On the right edge there's a Windows button, a second speaker and, under a hinged cover, slots for Micro-SD and Micro-SIM cards. There's an NFC sensor area on the back of 5179 models, but this is lacking on the more basic 5175 variants.
Sound output through the stereo speakers is reasonably good. Top volume is loud enough to reach around a small table and audio quality is adequate -- if inevitably treble-heavy and bass-light.
The optional Dell Latitude 11 Keyboard is robustly built and adds a second battery to boost the mains-free longevity of the 2-in-1 combo. The battery makes the keyboard rather heavy, and raises the overall system weight to 1.48kg, which is quite substantial for a 10.8-inch device. The overall footprint is increased too, as the keyboard hinge protrudes some 15mm from the back of the chassis when the laptop is closed.
The tablet and keyboard are held together very securely by two metal lugs on the keyboard section. I was not concerned that they might part company, even if I lifted the whole thing up by one of the top corners of the tablet. Tablet and keyboard are separated by pushing a catch in the centre of the hinge, which draws the locking mechanism back. The hinge does not fully rotate, but takes the tablet to an angle of about 120 degrees. That's good enough for typing, but doesn't offer the flexibility of laptops with 360-degree screens.
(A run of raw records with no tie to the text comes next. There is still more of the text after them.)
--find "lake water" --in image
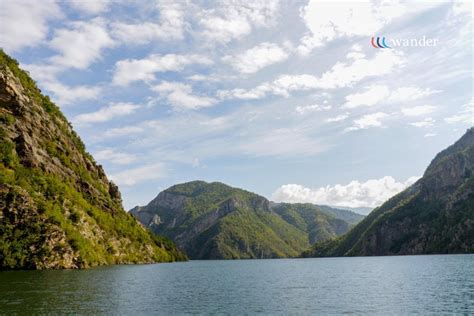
[0,255,474,314]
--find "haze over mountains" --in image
[0,50,185,269]
[0,51,474,269]
[130,181,363,259]
[304,127,474,257]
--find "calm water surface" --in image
[0,255,474,315]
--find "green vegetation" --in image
[0,51,185,269]
[131,181,362,259]
[303,128,474,256]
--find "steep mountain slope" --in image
[131,181,360,259]
[0,50,184,269]
[303,128,474,256]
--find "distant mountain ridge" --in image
[130,181,363,259]
[321,205,374,216]
[303,128,474,257]
[0,50,185,270]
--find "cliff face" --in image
[130,181,362,259]
[303,128,474,256]
[0,51,182,269]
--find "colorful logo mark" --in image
[370,37,391,48]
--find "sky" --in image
[0,0,474,209]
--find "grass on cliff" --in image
[0,49,185,268]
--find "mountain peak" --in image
[0,50,183,269]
The keys are well spaced and reasonably comfortable to use, although there's not much travel and the overall feel is a little less responsive than I'd like. There is a two-level backlight, which helps when you're working in dim light.
My main issue when typing was with the Enter key (see above). Although it's a double-height key, the bottom half is half-width, and it took me a little while to acclimatise and hit it accurately every time. (Photographs at Dell's website show a different key design, with a horizontally oriented single-height Enter key.)
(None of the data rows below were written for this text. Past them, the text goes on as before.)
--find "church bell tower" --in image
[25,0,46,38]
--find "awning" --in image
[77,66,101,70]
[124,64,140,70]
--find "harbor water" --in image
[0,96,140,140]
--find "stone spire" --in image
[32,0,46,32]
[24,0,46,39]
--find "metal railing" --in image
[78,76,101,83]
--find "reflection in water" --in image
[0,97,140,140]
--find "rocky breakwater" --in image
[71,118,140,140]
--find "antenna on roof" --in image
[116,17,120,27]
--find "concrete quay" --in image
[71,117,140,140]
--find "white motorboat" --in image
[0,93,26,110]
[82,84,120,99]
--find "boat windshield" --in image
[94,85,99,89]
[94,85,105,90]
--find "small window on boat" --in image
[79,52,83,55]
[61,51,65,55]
Those who make frequent use of the trackpad may find it a little on shallow. There's not much Dell could have done about that, though: creating more depth for the trackpad would have meant reducing the spacing between the keys or significantly reducing the height of the Fn key row -- or most likely both of these.
There is a stylus in a housing on the right edge of the Latitude 11 Keyboard. This is thin but well weighted, and its internal battery charges while it's in the housing. I do wonder whether housing the stylus on the tablet itself might not be preferable -- a key stylus use case is data entry in tablet mode, after all. In laptop mode you can't rotate the screen fully to face outwards, nor can you reverse the screen docking orientation to achieve the same end.
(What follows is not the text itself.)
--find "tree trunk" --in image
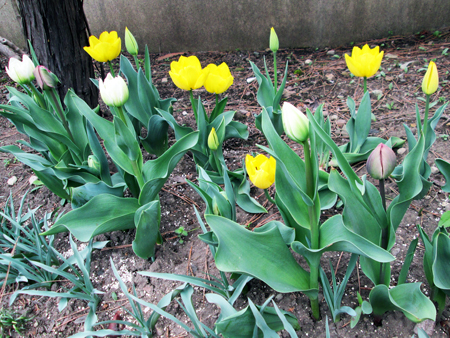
[18,0,98,107]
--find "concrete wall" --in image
[0,0,450,52]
Apart from the stylus housing there are no ports or connectors on the keyboard, and its edges have been styled with a neatly curved design. The dull rubberised finish on both keyboard and tablet is quite grippy, but after just a couple of hours of use it had attracted greasy fingermarks.
Dell doesn't quote a battery life on its UK website for either the tablet or the keyboard. When the keyboard is attached its battery is used first, so the tablet always has the maximum charge left when it's detached. In our experience you should get an 8-hour working day out of the tablet/keyboard combo under relatively light workloads. As an example, three hours of document creation and web access in laptop mode reduced the keyboard battery from 100 percent to 40 percent, while the tablet battery dropped by just 1 percent.
Dell's Latitude 11 5000 Series tablet, when combined with an optional keyboard, becomes a capable small-format business laptop -- particularly with the higher-end security features on the 5179 models. However, the price seems high for what's on offer here, and there are some niggles, including the lack of 360-degree screen rotation, the rather hefty weight of the tablet/keyboard combo and the moderate screen resolution.